Maps, Legends and Literary Borders
Boldtype’s latest issue includes an interview with Michael Chabon, about his forthcoming nonfiction collection, Maps and Legends. His explanation of “writing at the borderlands” caught my eye:
The primary sense that I’m interested in is the borderlands among and between various genres of literature that tend to be thought of as being pretty distinct and somewhat impermeable. These are borders that are enforced very stringently in the bookstores of America — where what’s mystery must forever remain in the mystery section; what is science fiction must forever remain in the science-fiction section; and Doris Lessing’s science-fiction novels are shelved under literature because they’re considered “literary.” Those borders can seem so firm, but they’re actually fairly arbitrary and not especially helpful or descriptive. As soon as you start looking at some of the greatest works of literature of the 20th century, and now the 21st century, it becomes tricky to assign them with any kind of certainty. I think that’s actually a mark of the fertility and creativity that can be derived from hanging out along the borders, allowing influences from different sorts of genres to cross over into the work that you’re doing. I’m not saying they’re meaningless terms at all. They do describe patterns and conventions and formulas and so on. But I think they’re granted too great a degree of descriptive control over what writers do and what is considered to be literature.
I’m envisioning various genre-specific maps that delve into the geographic implications of where literature is grouped — by the publishing industry as a whole, and all the way down to the physical landscape of particular bookstores.

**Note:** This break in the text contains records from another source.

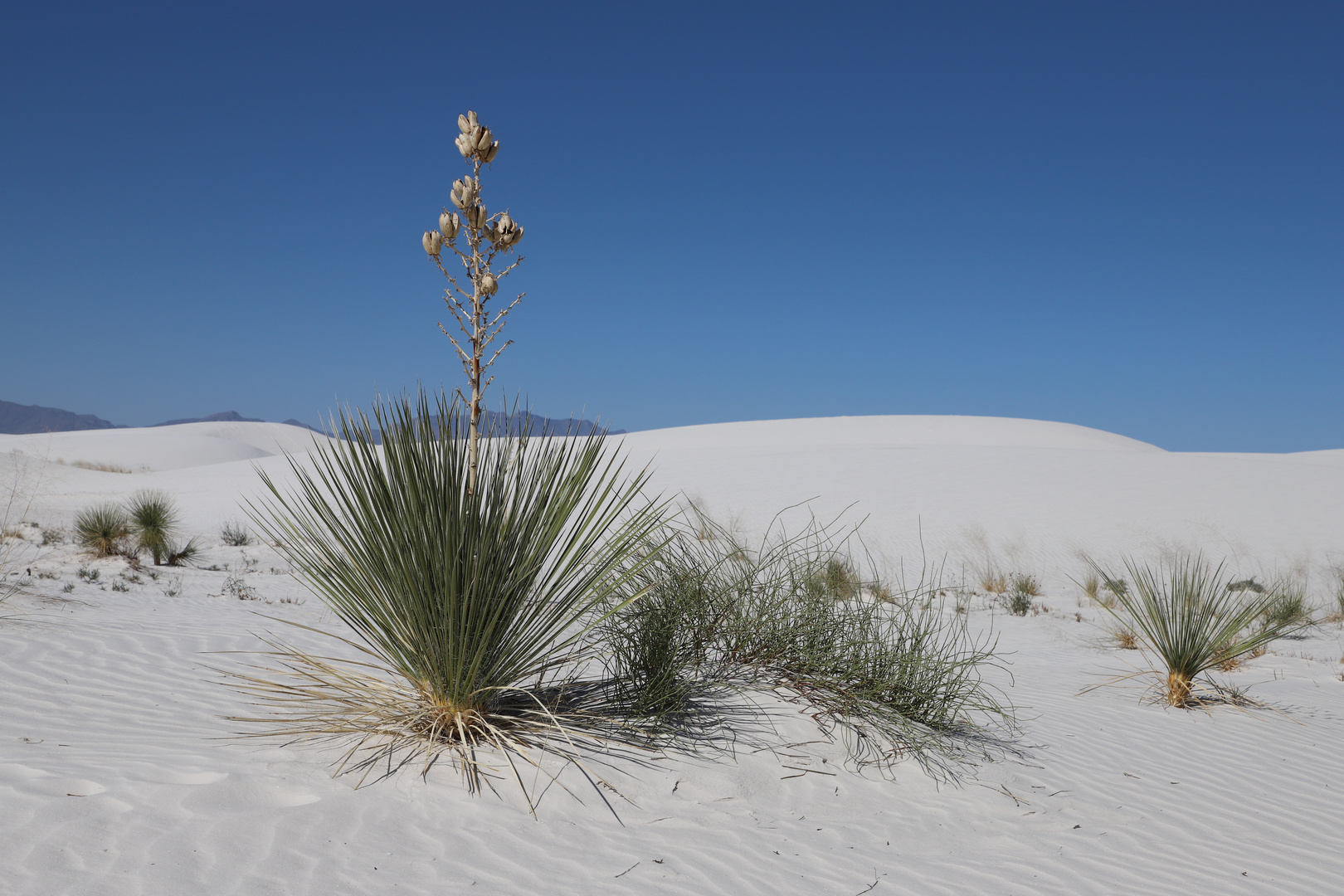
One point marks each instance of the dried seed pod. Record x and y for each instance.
(433, 243)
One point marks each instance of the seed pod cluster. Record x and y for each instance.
(505, 232)
(476, 140)
(433, 243)
(448, 225)
(476, 217)
(465, 192)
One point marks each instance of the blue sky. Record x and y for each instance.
(1125, 215)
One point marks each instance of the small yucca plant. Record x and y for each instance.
(102, 528)
(153, 523)
(1191, 620)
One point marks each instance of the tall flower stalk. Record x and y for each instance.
(485, 236)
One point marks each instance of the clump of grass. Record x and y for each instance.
(236, 535)
(901, 676)
(236, 586)
(836, 579)
(1289, 607)
(153, 523)
(1125, 638)
(1025, 587)
(179, 555)
(1191, 622)
(470, 597)
(102, 528)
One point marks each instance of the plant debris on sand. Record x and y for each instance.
(895, 677)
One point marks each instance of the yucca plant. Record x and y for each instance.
(485, 238)
(1191, 621)
(153, 523)
(102, 528)
(470, 605)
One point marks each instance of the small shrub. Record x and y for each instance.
(474, 649)
(236, 535)
(184, 553)
(236, 587)
(1188, 617)
(836, 579)
(1289, 607)
(100, 468)
(902, 677)
(102, 528)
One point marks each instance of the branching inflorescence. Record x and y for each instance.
(487, 236)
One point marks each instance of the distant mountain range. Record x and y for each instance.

It would be cool to creatively and artistically attempt to map some of this (and I’m sure there are folks who already have.) What would a map of “true literature” look like? Which genres would border each other? What would the legend contain? Or shall cartography be disregarded altogether in favor of simply “hanging out along the borders” where things can get murky?* This nomadic spirit (who usually prefers to be lost in place) and now spends most of her time in a bookstore — has discovered yet another way to go exploring off the beaten path.
(*Murky is interesting, but lying just perplexes me. Where does the growing genre of faux memoirs fit on the map?)